Pest Identification

Learn More About the Pests Invading Your Home

Ant Bites

Despite its tiny size, the ant is a mighty foe. Most are equipped with pincer-like jaws that can latch onto and bite anyone or anything that threatens it. There are several types of venomous ants that can inflict painful wounds including harvester ants, army ants, and several exotic species only found in the wild.

Fire ants cause more grief than any venomous ants. They are so-named because their bites can feel like fire. These aggressive, angry ants are famous for their strong, painful, and obstinately irritating stings which result in itching, burning, swollen pustules on the skin. The baleful ant bites can be traced to the alkaloid chemical piperidine. This substance gives black pepper its spiciness. Piperidine is also found in poison hemlock, the toxin used to kill the Greek philosopher Socrates.

There are 300 species of fire ants in the world and most of them are harmless. The fire ants most people are familiar with are technically known as red imported fire ants (RIFAs). They are native to South America but stowed away to Mobile, Alabama in ship ballast the 1930s. Since that time, RIFAs have become one of the top ten invasive species the world. The stinging buggers can also be found in Australia, the Philippines, and China.

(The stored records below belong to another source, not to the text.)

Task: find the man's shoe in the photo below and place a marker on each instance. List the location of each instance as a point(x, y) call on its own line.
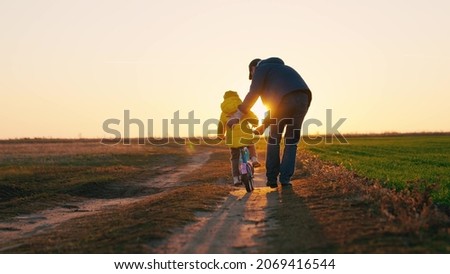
point(256, 163)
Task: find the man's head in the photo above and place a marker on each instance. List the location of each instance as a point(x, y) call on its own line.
point(252, 66)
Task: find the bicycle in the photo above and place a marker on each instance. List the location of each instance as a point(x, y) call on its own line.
point(246, 169)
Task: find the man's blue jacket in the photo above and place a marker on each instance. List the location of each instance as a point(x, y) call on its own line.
point(272, 80)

In the United States, over 40 million people live in RIFA territory which extends coast-to-coast from Florida to California through the southern states and the Southwest. An astounding 30 to 60 percent of the folks who live in RIFA states are stung at least once a year. Most stinging episodes are caused by stepping on or otherwise disturbing a fire ant mound. When this happens, hundreds or thousands of fire ants swarm forth and bite the victim. Unlike bee stings, fire ants can bite you repeatedly, each one creating a circular pattern of pain. In such cases, the ants are holding on with their powerful jaws and need to be yanked off the skin individually.

Most fire ant bites can be treated at home. The area should be thoroughly washed as quickly as possible. This removes excess venom that can cause problems later on. If possible, reduce swelling by applying ice to the bite for 30 to 60 minutes. And, as hard as it may be, don’t scratch the bite. This can cause a bacterial infection worse than the bite itself. Those who are allergic to fire ant bites experience severe symptoms including abdominal cramping, difficulty breathing, and vomiting. In such cases, the victim should be rushed to the nearest emergency room.

In general, RIFAs and other biting ants only attack when their nests are disturbed. So watch where you’re walking and save yourself the grief of multiple ant bites.